Are hedge funds and investment banks unfairly driving up fuel costs for families in the U.S. -- or are soaring energy prices merely the result of a strong global economy and a free financial system?
On Tuesday, executives from ExxonMobil, Chevron, ConocoPhillips, BPand Royal Dutch Shelltestified before the House Select Committee on Energy Independence and Global Warming.
The congressional panel wanted the petro execs to justify why they should retain $18 billion in tax breaks after posting profit of $123 billion in 2007 -- and why the companies are not investing more in renewable energy which could theoretically help wean the U.S. off foreign oil.
Industry officials are debating the question -- and will present their arguments to CNBC on Thursday's edition of "Closing Bell."

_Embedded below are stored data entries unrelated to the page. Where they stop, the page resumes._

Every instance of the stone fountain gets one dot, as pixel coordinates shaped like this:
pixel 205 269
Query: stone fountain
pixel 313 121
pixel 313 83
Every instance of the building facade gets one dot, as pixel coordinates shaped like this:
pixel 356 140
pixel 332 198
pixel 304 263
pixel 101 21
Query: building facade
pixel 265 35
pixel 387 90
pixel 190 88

Home oil prices have risen 58 percent in the last year, and drivers are paying a record national average $3.29 for a gallon of gasoline -- months before the summertime driving season. This comes as U.S. home prices are declining and jobless claims jumped to their highest level since 2005.
“Excessive speculation on energy trading facilities is the fuel that is driving this runaway train in crude oil prices,” said heating-oil executive Sean Cota, who will testify before the Senate on Thursday.
Cota, president of the New England Fuel Institute and co-owner of a family-owned home-oil company in Vermont, said, “American consumers are forced to ride this same speculative rollercoaster as the energy trader.”
He supports a bill from Rep. John Larson (D-Conn.) that would widen the regulatory framework and make it harder for speculators to participate in the energy market.
After his Senate testimony, Cota will appear on Thursday's edition of "Closing Bell" with Maria Bartiromo, where he'll butt heads with Red Cavaney, president of the American Petroleum Institute, who offers the free-market counter-point argument.
“Under the current system, the Nymex gets products to consumers reliably,” said Cavaney.
Referring to the central element in Larson’s plan, Cavaney added, “If you eliminate non-commercial accounts, you get rid of liquidity, and in a tight market, you might not have capacity” to meet demand.